El evento, desde luego, era magnífico. No se había escatimado esfuerzo ni dispendio. A Jezal no le hubiera sorprendido en absoluto que sus invitados fueran quinientos y que entre ellos hubiera menos de una docena a los que conociera en cierto grado. Ahí estaban los Lores y las Damas de La Unión. Los grandes hombres del Consejo Cerrado y del Abierto. Los más ricos y los más poderosos, luciendo sus mejores galas y comportándose según la más refinada de las etiquetas.

La Cámara de los Espejos constituía sin duda un espacio perfecto para la celebración. Era la estancia más espectacular de todo el palacio, una sala grande como un campo de batalla cuyo tamaño parecía aun mayor debido a los enormes espejos que cubrían todas sus paredes, creando la desconcertante impresión de que otra docena de magníficas bodas se estaban celebrando en los salones de baile adyacentes. Innumerables velas parpadeaban y temblaban en las mesas, en los apliques de los muros, en las arañas de cristal que colgaban del techo. Su suave luz relucía sobre la plata y las joyas de los invitados y se reflejaba en los muros hasta el infinito; un millón de puntos luminosos que parecían estrellas en una noche oscura. Doce de los mejores músicos de la Unión tocaban sutiles y encantadoras melodías que se mezclaban con el ruido de las chácharas satisfechas y el tintineo de rancias fortunas y nuevas cuberterías.

Era una gozosa celebración. Una velada inolvidable. Para los invitados.
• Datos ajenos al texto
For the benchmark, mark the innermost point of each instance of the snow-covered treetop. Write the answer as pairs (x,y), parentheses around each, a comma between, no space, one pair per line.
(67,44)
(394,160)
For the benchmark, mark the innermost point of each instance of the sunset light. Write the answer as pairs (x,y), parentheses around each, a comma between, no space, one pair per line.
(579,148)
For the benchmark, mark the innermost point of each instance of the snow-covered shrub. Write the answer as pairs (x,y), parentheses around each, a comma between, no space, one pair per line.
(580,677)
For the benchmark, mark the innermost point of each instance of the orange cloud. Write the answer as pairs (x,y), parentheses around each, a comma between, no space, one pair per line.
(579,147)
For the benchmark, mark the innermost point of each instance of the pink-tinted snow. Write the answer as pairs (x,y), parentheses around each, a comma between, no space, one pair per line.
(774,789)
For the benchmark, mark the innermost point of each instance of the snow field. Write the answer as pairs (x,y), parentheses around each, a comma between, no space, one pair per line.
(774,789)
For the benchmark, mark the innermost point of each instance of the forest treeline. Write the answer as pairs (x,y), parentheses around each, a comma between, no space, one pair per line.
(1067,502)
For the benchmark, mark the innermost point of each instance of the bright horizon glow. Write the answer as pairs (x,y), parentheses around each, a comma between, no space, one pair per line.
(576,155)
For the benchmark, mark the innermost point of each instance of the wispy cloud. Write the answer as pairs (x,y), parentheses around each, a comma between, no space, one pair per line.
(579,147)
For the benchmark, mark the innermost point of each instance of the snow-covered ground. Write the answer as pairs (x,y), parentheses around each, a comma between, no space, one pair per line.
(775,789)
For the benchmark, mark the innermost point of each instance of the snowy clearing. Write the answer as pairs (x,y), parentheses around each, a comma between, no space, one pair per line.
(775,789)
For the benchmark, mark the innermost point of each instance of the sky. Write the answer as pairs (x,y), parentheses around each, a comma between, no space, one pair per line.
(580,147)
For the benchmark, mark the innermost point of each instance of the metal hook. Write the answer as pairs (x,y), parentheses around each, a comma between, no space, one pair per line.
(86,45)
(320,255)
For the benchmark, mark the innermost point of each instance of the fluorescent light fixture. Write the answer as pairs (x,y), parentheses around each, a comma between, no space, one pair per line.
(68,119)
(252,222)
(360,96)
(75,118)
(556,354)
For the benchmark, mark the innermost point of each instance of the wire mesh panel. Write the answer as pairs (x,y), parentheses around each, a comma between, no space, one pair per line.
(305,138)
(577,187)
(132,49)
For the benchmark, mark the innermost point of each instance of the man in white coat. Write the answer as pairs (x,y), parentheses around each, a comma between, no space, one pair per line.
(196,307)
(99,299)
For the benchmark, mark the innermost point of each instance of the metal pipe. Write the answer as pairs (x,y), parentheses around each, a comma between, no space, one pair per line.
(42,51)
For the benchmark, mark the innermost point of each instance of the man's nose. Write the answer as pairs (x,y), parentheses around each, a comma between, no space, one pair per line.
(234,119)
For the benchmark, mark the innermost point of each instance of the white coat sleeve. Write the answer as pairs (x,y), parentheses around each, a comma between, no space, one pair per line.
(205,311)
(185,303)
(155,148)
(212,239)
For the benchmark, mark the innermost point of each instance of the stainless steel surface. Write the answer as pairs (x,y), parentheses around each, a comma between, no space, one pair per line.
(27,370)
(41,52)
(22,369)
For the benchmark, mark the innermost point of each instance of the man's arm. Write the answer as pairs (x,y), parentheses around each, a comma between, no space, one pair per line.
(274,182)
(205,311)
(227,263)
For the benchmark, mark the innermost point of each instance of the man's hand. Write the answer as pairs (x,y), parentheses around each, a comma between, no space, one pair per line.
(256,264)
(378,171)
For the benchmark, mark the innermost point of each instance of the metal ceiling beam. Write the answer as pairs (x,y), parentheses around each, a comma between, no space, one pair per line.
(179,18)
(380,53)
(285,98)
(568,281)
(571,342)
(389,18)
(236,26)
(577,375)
Para Jezal era otra cosa y no sabía muy bien el qué. Presidía una mesa dorada, con la reina sentada a su lado, superados ambos en numero en una proporción de diez a uno por una legión de criados serviles que pululaban a su alrededor y expuestos a la vista de todo el mundo como si fueran un par de animales exóticos en un zoológico. Jezal permanecía encerrado en una burbuja de azoro y sumido en un silencio extraño; bastaba que un sirviente se le acercara de improviso y le ofreciera unas verduras para que se sobresaltara como un conejo enfermo. A su derecha, Terez elegía de vez en cuando un minúsculo bocado para pincharlo con el tenedor y luego se lo llevaba a la boca, lo masticaba y se lo tragaba con elegante precisión. Jezal no sabía que fuera posible comer de una manera que resultara bonita. Ahora comprendía su equivocación.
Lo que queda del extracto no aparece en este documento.